Bieler «Lakelive»: von Lenny Kravitz bis Schwiizergoofe

Das Lakelive-Festival am Bielersee öffnet am Donnerstag für zehn Tage seine Pforten. Der Anlass verbindet Musik, Sport und Kultur. Auf der Bühne stehen werden unter anderem Stars wie Lenny Kravitz, Amy Macdonald, Macklemore und Louane.

Bis zum 8. August verwandelt sich das Gebiet zwischen Biel und Nidau in ein Festivalgelände. Der Anlass will mehr sein als nur ein Musik-Event.
«Wir vereinen Musik, Sport und Kultur an einem Ort – darin unterscheiden wir uns von vielen anderen Festivals in der Schweiz», betonte Lukas Hohl, Mitorganisator der Veranstaltung, am Montag in der Regionalzeitung «Journal du Jura».
Das Lakelive-Festival, das sich auch als familienfreundliche Veranstaltung versteht, geht in diesem Jahr neue Wege mit dem ersten zweisprachigen Kids Open Air der Schweiz.
Auf der «Circus Stage» können die französischsprachigen Kinder gemeinsam mit Henri Dès singen und die deutschsprachigen Kinder mit den Schwiizergoofe.

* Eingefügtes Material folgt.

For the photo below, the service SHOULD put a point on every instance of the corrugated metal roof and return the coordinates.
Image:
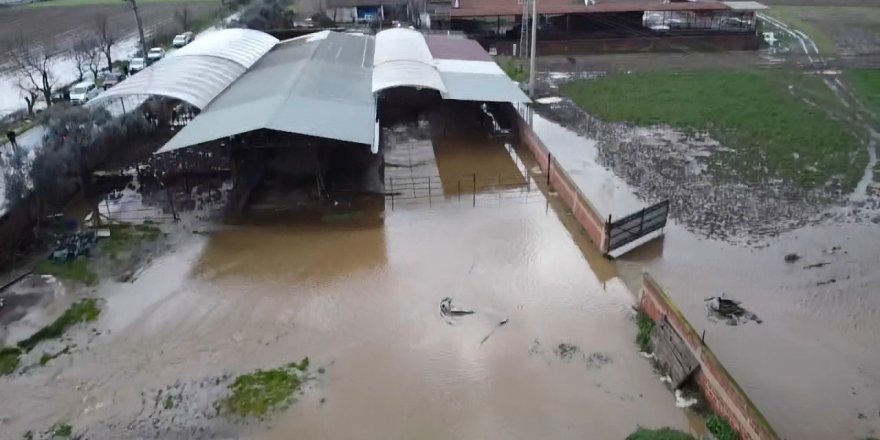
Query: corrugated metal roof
(198, 72)
(242, 46)
(316, 85)
(403, 60)
(491, 8)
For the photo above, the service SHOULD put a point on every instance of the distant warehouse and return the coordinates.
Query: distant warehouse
(572, 26)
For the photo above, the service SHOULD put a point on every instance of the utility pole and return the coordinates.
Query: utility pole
(533, 48)
(137, 18)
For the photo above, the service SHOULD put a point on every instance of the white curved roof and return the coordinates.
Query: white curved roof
(200, 71)
(402, 59)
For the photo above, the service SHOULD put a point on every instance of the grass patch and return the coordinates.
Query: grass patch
(761, 116)
(86, 310)
(62, 430)
(646, 328)
(800, 18)
(514, 68)
(866, 85)
(76, 270)
(659, 434)
(720, 428)
(124, 237)
(264, 391)
(9, 360)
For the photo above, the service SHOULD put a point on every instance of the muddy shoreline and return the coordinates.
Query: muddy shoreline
(661, 162)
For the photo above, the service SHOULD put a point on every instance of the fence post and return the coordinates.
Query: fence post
(171, 202)
(391, 180)
(549, 165)
(475, 189)
(607, 239)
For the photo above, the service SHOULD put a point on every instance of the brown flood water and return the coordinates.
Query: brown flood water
(813, 365)
(361, 299)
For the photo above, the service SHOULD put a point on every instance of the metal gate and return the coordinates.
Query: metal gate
(635, 226)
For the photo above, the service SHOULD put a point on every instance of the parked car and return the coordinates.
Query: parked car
(136, 65)
(111, 79)
(81, 93)
(155, 54)
(183, 39)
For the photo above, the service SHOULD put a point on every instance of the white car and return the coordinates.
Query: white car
(183, 39)
(155, 54)
(136, 65)
(81, 93)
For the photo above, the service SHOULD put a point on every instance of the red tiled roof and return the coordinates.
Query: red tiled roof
(486, 8)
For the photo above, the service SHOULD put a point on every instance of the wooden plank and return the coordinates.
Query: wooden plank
(671, 352)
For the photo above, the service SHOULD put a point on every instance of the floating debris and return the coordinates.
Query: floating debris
(447, 309)
(500, 323)
(682, 400)
(730, 310)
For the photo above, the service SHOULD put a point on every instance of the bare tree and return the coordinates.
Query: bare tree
(182, 17)
(105, 36)
(30, 95)
(80, 52)
(93, 60)
(33, 66)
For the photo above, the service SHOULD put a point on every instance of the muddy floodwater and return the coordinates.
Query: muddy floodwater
(360, 297)
(813, 365)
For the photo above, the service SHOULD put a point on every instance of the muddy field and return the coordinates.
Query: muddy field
(60, 26)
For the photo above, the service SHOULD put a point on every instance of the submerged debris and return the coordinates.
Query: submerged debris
(725, 308)
(500, 323)
(567, 351)
(447, 309)
(262, 392)
(682, 400)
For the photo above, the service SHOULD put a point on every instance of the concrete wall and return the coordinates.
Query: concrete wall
(724, 395)
(582, 210)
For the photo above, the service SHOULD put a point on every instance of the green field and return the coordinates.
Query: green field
(799, 17)
(866, 85)
(71, 3)
(762, 117)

Wer mag, kann sich auch sportlich betätigen, etwa beim Kanufahren, Bouldern, Salsatanzen oder bei einer Yoga-Einheit. Beim Container des Bieler Kunsthauses geht es darum, eigene kreative Ideen auf Soff oder Papier zu bringen.

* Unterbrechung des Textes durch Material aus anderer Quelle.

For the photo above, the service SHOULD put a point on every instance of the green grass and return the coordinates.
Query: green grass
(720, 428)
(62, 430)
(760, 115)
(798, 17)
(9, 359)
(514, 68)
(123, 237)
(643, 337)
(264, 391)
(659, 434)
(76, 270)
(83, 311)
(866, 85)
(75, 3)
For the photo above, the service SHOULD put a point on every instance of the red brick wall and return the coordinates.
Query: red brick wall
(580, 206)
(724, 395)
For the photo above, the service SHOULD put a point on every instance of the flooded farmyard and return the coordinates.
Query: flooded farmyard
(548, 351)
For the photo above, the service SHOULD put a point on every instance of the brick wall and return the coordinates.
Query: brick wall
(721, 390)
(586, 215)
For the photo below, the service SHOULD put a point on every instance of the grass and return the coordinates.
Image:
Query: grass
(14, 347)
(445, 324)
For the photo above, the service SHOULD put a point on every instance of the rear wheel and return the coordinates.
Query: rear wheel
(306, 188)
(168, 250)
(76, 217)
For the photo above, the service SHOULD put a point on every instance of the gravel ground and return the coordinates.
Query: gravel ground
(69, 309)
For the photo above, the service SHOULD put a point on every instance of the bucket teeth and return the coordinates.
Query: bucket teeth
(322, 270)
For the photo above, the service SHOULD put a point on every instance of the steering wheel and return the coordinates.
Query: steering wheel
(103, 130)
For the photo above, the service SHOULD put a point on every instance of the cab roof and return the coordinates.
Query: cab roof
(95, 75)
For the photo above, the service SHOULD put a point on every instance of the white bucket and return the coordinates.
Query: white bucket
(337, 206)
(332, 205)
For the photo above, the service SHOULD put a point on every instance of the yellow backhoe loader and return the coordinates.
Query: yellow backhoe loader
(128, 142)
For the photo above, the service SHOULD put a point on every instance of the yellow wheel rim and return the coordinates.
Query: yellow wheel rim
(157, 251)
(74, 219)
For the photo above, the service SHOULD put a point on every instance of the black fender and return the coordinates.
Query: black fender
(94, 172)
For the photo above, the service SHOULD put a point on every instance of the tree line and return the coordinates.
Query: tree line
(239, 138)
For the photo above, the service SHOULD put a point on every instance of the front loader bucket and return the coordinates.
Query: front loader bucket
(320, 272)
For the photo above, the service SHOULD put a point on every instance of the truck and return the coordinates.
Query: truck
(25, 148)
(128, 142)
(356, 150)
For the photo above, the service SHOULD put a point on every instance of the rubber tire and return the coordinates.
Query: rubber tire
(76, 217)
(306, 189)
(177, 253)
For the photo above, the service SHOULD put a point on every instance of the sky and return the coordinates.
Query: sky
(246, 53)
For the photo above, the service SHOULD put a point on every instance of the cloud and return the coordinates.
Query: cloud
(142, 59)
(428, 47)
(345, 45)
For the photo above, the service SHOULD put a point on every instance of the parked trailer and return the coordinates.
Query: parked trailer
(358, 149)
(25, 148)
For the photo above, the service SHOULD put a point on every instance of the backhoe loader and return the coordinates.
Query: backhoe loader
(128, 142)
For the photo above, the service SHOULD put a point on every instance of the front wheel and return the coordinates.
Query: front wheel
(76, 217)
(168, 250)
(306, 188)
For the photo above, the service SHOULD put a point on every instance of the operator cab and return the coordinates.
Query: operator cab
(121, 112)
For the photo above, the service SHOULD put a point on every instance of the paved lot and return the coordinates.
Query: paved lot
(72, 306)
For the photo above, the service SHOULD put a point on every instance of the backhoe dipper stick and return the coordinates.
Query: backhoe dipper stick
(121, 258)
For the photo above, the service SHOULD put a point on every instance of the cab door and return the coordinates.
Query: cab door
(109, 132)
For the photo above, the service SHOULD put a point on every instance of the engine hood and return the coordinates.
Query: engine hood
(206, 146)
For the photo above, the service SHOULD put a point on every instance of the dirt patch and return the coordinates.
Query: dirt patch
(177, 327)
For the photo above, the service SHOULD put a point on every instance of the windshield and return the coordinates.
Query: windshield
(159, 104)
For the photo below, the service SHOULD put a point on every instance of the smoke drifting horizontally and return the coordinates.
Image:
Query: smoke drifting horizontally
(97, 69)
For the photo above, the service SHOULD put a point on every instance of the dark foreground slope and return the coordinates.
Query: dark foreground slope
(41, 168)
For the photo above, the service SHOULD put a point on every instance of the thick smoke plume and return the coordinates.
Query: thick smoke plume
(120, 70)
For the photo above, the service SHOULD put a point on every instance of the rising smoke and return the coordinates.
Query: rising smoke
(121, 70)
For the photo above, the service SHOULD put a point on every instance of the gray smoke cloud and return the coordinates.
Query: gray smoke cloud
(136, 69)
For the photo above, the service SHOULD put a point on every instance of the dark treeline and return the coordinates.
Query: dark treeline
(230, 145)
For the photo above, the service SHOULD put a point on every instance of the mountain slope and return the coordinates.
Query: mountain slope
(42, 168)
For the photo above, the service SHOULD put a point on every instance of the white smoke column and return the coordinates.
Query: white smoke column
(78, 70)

Am 1. August steht auf den Festivalgelände auch die Nationalfeier der Stadt Biel auf dem Programm. So werden unter anderem Blechbläser des Sinfonie Orchesters Biel einen bunten Mix aus den Musikepochen präsentieren.
Das Festivalgelände ist in drei Bereiche unterteilt: die «Show Stage» mit den Tribünen für die Konzerte, «Sandy Beach» für Wassersportaktivitäten und der «Meeting Point», das Herzstück des Festivals mit Musik, Sport, Kultur und Imbissständen.
Angesichts der Hitzewelle, die sich zum Festivalauftakt abzeichnet, werden auf dem Gelände zusätzliche Wasserstellen und Erfrischungsstationen eingerichtet.
Die 2018 von Lukas Hohl und Marcel Sallin ins Leben gerufene Veranstaltung soll zur kulturellen Vielfalt und zum sozialen Zusammenhalt in der Region beitragen.
Heute hat sich das «Lakelive» zu einem der wichtigsten kulturellen Ereignisse der Region entwickelt und zieht jedes Jahr zwischen 80'000 und 90'000 Besucherinnen und Besucher an.